I blogged last week about the demonstration at Lambeth Town Hall to protest against Labour’s draconian budget. One point I forgot to mention, which is perhaps most important of all, is the way the Council used the protest as an excuse for barring all deputations.
This was completely unreasonable and undemocratic.
Some forty community groups had given prior notice that they wished to make formal deputations to the council to defend threatened services or jobs. The names and addresses of the members of these deputations had been registered by Council officials and they were scheduled to speak at the start of the Council debate. The idea that ordinary electors have a right to put their case to the Council before decisions are made is one of the fundamental principles of local democracy.
However, the Council chose to close their ears. First they vacated the Council Chamber and held their meeting in another room. For half an hour, delegations waited in the Council Antechamber, expecting to be summoned in at any minute to present their case. But eventually a Lambeth officer came out to inform them that the Council had voted to sit in closed session and not to receive them.

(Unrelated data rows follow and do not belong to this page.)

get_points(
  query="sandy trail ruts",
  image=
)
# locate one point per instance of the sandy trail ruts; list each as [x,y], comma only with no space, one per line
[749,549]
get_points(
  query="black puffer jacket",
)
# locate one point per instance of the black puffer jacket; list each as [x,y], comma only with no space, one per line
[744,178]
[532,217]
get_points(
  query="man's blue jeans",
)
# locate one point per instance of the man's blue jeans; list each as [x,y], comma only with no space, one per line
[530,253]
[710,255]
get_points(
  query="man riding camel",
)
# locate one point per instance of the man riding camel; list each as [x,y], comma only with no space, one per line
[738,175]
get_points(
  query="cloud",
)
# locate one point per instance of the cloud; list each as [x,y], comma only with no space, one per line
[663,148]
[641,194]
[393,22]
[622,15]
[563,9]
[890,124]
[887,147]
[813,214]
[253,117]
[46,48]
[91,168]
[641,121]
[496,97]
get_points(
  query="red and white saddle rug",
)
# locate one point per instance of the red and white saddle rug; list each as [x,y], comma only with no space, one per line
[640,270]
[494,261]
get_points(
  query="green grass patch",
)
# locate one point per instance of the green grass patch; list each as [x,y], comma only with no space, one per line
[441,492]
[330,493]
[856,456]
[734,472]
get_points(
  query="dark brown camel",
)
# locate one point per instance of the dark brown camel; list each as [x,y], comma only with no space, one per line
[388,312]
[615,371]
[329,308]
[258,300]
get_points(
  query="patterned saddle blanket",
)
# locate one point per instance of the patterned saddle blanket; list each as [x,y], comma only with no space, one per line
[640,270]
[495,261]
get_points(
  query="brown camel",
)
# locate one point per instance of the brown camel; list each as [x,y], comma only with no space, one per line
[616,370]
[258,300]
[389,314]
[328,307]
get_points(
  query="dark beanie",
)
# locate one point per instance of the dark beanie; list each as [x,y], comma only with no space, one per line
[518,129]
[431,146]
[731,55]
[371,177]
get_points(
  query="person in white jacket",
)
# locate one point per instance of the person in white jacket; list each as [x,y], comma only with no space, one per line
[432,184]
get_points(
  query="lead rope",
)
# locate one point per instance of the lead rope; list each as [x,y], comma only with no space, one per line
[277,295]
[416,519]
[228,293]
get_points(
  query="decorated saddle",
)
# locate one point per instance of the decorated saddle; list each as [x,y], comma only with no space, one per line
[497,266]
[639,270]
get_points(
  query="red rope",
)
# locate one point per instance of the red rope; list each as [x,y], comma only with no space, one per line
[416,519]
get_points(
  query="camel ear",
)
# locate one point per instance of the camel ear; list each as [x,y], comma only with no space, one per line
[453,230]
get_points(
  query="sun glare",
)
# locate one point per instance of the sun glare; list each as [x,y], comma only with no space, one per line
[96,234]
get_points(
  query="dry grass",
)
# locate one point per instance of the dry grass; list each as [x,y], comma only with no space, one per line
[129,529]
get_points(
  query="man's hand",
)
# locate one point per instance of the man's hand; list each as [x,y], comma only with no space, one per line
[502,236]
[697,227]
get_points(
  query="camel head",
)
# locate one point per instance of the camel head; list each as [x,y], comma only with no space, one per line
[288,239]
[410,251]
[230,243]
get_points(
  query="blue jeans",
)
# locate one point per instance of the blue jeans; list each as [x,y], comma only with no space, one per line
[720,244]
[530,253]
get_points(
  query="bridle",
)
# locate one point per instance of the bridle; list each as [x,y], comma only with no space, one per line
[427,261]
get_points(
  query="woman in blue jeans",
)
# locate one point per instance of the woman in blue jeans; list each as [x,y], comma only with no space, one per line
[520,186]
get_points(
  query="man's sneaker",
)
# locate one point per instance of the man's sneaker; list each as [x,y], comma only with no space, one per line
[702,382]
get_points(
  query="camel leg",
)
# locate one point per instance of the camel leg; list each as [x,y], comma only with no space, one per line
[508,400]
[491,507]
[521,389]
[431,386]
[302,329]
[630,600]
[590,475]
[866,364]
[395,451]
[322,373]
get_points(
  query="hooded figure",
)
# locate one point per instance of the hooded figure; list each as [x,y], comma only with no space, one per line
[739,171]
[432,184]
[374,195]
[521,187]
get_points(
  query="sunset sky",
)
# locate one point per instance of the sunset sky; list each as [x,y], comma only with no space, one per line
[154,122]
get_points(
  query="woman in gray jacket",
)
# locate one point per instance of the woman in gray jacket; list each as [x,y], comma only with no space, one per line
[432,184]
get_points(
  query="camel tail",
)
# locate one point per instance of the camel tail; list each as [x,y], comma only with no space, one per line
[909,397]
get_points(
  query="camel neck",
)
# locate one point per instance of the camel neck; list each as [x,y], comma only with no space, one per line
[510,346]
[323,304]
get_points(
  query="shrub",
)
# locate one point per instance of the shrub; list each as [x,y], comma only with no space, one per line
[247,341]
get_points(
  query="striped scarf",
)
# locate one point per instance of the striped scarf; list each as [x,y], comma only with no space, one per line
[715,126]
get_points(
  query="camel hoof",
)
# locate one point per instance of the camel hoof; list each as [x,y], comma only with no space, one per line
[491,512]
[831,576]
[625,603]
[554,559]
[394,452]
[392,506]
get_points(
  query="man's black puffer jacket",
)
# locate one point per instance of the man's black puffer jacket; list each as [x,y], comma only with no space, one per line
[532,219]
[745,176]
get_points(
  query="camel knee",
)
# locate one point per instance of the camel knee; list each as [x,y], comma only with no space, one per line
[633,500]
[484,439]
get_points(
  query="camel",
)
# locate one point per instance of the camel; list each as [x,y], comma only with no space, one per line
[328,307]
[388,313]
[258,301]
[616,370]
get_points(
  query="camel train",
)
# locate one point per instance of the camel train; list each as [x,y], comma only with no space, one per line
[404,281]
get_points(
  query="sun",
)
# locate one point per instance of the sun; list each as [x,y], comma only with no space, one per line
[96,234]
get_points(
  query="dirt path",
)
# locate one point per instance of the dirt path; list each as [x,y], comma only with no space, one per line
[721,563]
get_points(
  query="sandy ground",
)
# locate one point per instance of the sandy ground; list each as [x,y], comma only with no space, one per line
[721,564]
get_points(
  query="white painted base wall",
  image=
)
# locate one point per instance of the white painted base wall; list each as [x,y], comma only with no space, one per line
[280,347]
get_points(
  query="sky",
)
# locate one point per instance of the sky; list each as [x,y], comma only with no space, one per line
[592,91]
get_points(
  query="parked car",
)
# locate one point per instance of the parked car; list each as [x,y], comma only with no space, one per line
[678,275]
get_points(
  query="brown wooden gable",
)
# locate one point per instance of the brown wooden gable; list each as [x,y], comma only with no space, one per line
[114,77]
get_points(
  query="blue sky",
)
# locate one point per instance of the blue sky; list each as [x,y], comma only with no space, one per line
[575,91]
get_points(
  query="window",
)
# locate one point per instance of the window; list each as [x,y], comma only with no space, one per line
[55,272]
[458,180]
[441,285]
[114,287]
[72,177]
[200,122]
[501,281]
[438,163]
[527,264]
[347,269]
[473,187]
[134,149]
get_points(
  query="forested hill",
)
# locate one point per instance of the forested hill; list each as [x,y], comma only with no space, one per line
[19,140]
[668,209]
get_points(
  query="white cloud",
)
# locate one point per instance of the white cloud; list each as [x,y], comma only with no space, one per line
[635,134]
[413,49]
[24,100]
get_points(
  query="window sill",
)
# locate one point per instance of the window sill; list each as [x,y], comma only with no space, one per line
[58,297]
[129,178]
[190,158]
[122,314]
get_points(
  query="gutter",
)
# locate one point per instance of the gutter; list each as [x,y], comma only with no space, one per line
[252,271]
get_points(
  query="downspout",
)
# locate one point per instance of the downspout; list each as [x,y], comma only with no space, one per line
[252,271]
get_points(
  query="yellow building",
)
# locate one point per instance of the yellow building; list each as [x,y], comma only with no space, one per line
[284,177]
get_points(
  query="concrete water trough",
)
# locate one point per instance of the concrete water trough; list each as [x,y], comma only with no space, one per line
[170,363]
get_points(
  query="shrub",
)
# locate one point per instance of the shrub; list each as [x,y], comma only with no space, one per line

This is scandalous. On the most controversial issue for many years, the council opted to do its business without any input or oversight from the public who they claim to represent. This means that major changes to the way things work in this area have been made without either seeking or listening to the views of any of the users or employees of the threatened services.
For example, Lambeth will lose its hard-working park wardens, despite 3000 petitions against the measure and opposition from a local MP. The delegation from the Lambeth Parks and Green Spaces Forum, like the others, was not invited to share their views.
The Council will blame the protestors for making it unsafe to receive the delegations, but this is utterly disingenuous – the delegations weren’t just angry people off the street, they were citizens who had given their personal details and officially registered in order to present their case in standard democratic fashion. They had a right to be heard and the Council had an obligation to respect that right.
One of the thwarted delegates summed up the Council’s actions aptly in their entry to the members’ attendance book: ‘Today, democracy died’.